Republican presidential nominee Donald Trump on Saturday accused the U.S. Justice Department of protecting his Democratic rival Hillary Clinton in her email probe.
"The Department of Justice (DOJ) is trying so hard to protect Hillary," said Trump at a rally in Colorado over media reports that DOJ had warned the Federal Bureau of Investigation (FBI) against announcing less than two weeks before the Election Day the finding of new emails that appeared to be linked to the FBI's Clinton email probe completed in July.
According to the U.S. daily The Hill which cited U.S. government sources, the DOJ did not agree with FBI Director James Comey's decision to inform the Congress of the existence of possibly new emails linked to Clinton's email probe at the moment.
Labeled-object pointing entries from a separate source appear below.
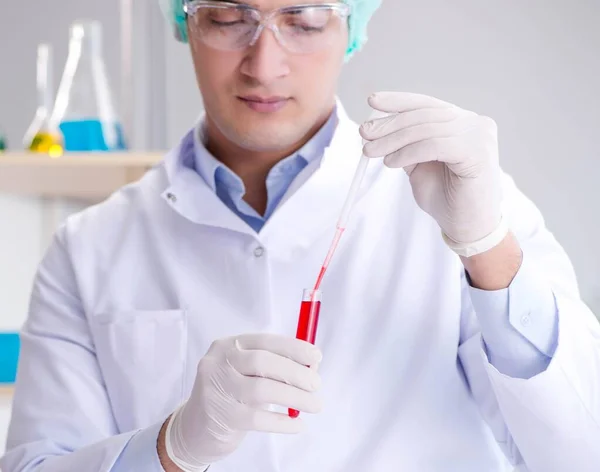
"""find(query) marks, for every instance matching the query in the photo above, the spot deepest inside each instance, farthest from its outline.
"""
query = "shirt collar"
(207, 165)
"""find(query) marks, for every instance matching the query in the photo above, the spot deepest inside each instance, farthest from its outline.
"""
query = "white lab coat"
(134, 290)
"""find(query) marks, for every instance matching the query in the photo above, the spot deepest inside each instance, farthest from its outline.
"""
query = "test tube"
(308, 321)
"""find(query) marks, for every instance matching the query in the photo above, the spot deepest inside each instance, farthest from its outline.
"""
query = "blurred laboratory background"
(532, 66)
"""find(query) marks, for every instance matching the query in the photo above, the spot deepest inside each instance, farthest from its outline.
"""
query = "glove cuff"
(173, 441)
(483, 245)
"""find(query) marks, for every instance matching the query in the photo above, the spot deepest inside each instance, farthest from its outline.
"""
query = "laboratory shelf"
(81, 176)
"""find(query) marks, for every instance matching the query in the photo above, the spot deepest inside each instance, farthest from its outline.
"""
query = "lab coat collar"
(313, 201)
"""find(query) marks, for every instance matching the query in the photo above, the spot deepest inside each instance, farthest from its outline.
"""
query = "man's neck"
(252, 167)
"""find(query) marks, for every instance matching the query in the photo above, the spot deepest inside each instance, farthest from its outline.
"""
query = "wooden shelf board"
(85, 176)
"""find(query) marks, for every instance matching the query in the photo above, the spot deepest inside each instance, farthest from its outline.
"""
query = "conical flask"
(40, 137)
(2, 141)
(84, 110)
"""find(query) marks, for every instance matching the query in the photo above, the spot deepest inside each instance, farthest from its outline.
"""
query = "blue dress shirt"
(519, 325)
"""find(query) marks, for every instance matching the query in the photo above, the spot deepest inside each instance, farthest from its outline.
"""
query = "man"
(162, 323)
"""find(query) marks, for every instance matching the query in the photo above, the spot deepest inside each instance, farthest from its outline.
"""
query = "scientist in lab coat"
(161, 333)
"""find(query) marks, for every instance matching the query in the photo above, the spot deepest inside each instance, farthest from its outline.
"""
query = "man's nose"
(266, 60)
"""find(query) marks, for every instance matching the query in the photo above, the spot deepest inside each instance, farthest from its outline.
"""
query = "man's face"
(264, 97)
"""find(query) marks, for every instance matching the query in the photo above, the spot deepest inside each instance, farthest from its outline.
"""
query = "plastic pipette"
(345, 215)
(308, 320)
(311, 302)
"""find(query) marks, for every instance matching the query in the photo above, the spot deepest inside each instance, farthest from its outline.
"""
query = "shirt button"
(525, 320)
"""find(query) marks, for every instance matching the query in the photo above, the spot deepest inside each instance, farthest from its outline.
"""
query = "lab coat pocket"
(142, 356)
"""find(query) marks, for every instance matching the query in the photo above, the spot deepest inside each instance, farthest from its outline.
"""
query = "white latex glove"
(451, 157)
(235, 382)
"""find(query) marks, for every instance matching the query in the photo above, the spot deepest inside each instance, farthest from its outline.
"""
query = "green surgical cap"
(362, 11)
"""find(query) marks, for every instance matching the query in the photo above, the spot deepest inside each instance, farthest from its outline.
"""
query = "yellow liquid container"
(47, 143)
(40, 138)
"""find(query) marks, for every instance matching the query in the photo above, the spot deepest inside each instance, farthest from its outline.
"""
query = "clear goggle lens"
(300, 29)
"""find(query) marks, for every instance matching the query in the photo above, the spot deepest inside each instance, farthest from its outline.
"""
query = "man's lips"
(264, 104)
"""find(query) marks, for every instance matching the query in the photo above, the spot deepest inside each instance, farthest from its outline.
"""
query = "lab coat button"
(525, 320)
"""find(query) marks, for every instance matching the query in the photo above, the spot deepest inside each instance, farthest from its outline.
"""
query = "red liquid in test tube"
(308, 321)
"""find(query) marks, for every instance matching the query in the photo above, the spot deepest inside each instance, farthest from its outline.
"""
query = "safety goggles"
(301, 29)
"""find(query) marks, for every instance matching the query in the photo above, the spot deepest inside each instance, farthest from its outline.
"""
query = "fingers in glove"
(446, 150)
(396, 141)
(257, 391)
(380, 127)
(269, 422)
(400, 102)
(299, 351)
(275, 367)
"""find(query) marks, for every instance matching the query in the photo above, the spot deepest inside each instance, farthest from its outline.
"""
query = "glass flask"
(40, 137)
(2, 141)
(84, 110)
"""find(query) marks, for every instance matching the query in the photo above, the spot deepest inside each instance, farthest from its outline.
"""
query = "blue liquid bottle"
(84, 111)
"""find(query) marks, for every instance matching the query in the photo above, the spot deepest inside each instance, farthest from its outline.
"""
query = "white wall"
(533, 66)
(22, 219)
(24, 222)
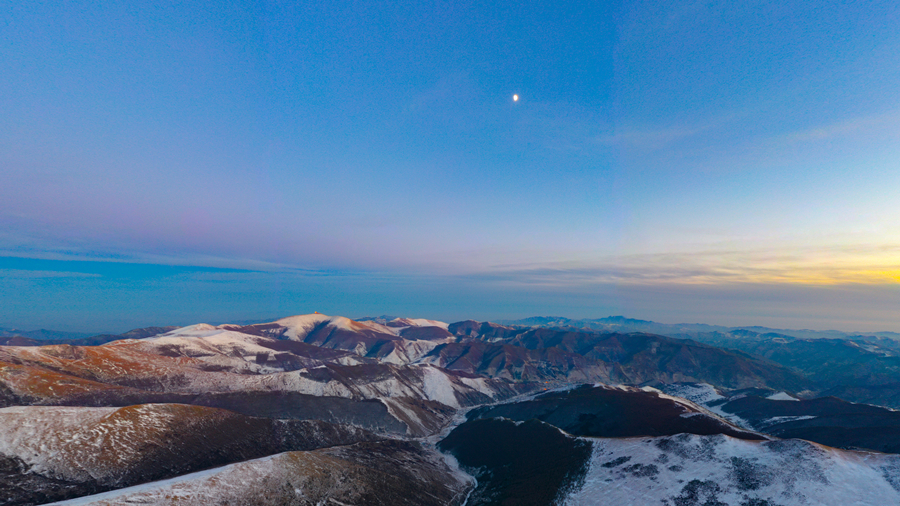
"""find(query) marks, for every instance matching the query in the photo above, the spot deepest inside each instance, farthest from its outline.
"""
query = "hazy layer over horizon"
(734, 163)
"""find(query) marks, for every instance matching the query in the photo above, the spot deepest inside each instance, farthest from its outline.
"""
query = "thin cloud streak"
(876, 265)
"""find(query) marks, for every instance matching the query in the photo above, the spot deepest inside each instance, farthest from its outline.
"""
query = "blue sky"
(677, 161)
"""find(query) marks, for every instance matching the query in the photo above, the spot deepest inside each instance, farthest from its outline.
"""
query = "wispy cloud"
(851, 265)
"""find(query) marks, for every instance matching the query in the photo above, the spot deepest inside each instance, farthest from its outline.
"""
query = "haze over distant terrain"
(725, 162)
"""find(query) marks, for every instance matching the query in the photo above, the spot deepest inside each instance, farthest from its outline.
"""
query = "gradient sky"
(722, 162)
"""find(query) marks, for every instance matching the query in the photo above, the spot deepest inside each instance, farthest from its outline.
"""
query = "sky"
(735, 163)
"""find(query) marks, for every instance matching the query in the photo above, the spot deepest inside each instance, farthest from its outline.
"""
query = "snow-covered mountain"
(317, 409)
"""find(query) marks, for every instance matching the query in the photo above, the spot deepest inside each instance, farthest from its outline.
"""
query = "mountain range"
(315, 409)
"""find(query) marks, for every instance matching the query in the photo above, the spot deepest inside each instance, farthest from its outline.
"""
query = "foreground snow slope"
(383, 473)
(687, 470)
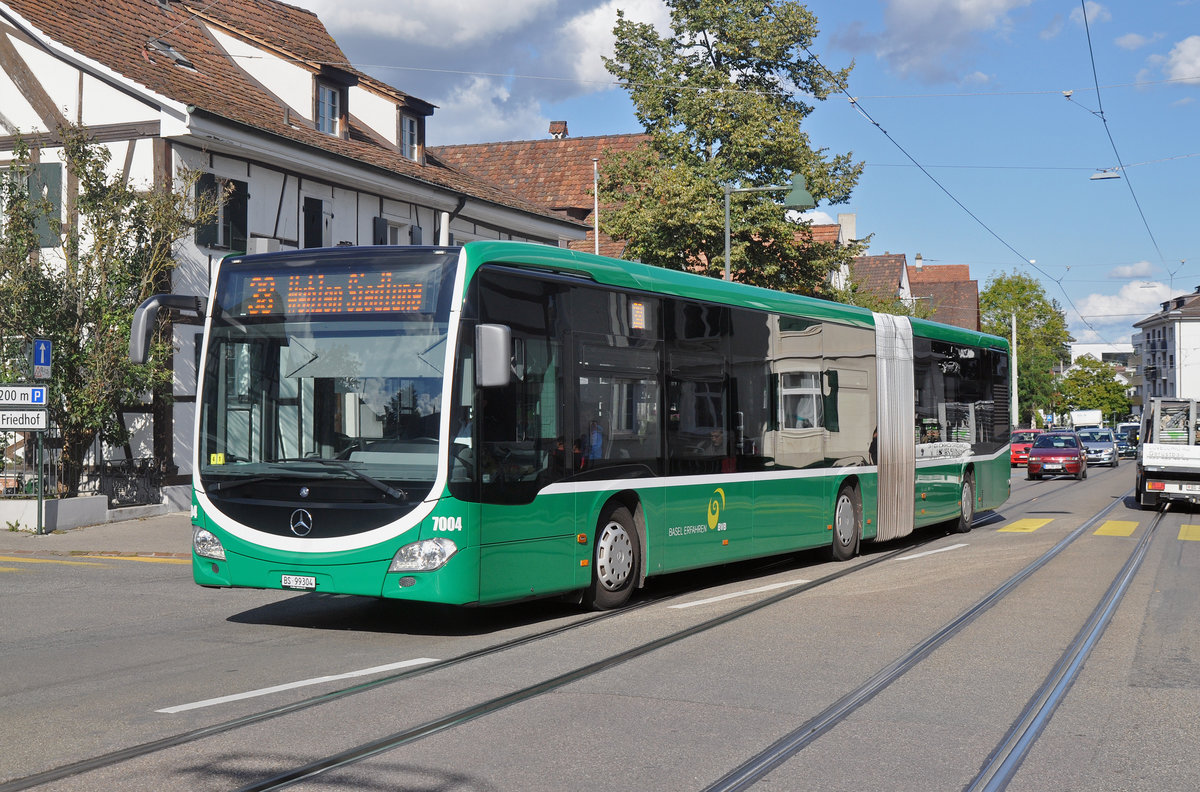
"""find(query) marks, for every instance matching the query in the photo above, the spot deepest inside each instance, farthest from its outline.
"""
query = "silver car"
(1101, 447)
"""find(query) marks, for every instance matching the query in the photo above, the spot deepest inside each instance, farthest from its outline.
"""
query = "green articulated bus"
(504, 420)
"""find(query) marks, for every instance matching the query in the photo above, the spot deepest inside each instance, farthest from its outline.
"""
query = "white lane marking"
(291, 685)
(930, 552)
(745, 593)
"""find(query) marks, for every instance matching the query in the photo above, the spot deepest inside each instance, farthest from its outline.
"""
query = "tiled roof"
(880, 275)
(949, 291)
(1188, 310)
(939, 273)
(826, 233)
(115, 34)
(556, 172)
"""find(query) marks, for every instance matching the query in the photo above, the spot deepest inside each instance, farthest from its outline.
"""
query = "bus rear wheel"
(847, 523)
(615, 561)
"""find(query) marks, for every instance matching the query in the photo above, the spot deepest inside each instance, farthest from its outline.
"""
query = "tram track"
(1003, 761)
(396, 739)
(745, 775)
(192, 736)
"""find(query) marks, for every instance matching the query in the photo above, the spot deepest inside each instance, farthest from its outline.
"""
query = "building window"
(227, 229)
(409, 139)
(329, 109)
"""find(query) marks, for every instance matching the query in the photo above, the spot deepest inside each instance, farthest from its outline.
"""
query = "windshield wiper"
(345, 465)
(229, 484)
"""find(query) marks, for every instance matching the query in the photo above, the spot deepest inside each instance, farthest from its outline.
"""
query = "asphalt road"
(103, 654)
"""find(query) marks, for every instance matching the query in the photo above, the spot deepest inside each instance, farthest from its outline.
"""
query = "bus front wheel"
(847, 523)
(966, 505)
(615, 561)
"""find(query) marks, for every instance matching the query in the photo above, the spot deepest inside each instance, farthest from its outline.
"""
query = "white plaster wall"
(105, 105)
(16, 108)
(265, 186)
(59, 79)
(1187, 359)
(293, 85)
(376, 112)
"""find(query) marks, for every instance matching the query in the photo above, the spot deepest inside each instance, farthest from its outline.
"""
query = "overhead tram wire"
(1027, 261)
(1104, 120)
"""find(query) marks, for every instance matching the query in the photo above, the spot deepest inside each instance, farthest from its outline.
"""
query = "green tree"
(115, 251)
(1042, 337)
(723, 99)
(1092, 384)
"The AG's (attorney general) position is consistent with the department's position not to take investigative steps that would influence an election so close to an election and to not comment on ongoing investigations," the official told The Hill.
"Director Comey decided to operate independently of that guidance by sending that letter to the Hill," the official added.
Comey said in a letter sent to the U.S. Congress on Friday that new emails had emerged recently that appeared to be linked to the FBI's Clinton email probe completed in July.
"I agreed that the FBI should take appropriate investigative steps designed to allow investigators to review these emails to determine whether they contain classified information, as well as to assess their importance to our investigation," said Comey in the letter.
However, Comey said the FBI "cannot yet assess whether or not this material may be significant", adding that he could not predict how long it would take investigators to complete the "additional work".
The Clinton campaign on Friday afternoon issued a statement urging the FBI to provide the public more information than is contained in the letter sent to the Congress.
"Already, we have seen characterizations that the FBI is 'reopening' an investigation but Comey's words do not match that characterization," said John Podesta, chairman of the Clinton campaign in a statement.
After a yearlong investigation, the FBI in July recommended no criminal charges against Clinton in its email probe, and the Justice Department then closed the investigation.
At a press conference in March 2015, Clinton acknowledged that she had exchanged about 60,000 emails from her private email account during her stint in the Obama administration, among which about half were personal and thus deleted.
All emails were sent and received via a private email server based at Clinton's home.
In response to requests from the State Department, the Clinton camp turned over the other half, roughly 30,000 emails in total, to the State Department in December 2014.
The controversy surrounding Clinton's email practices again burst into public view in August 2015 after the inspector general for the intelligence community revealed that two of the thousands of emails held by Clinton contained top-secret information. The revelation then trigged a federal investigation into whether Clinton had mishandled sensitive information.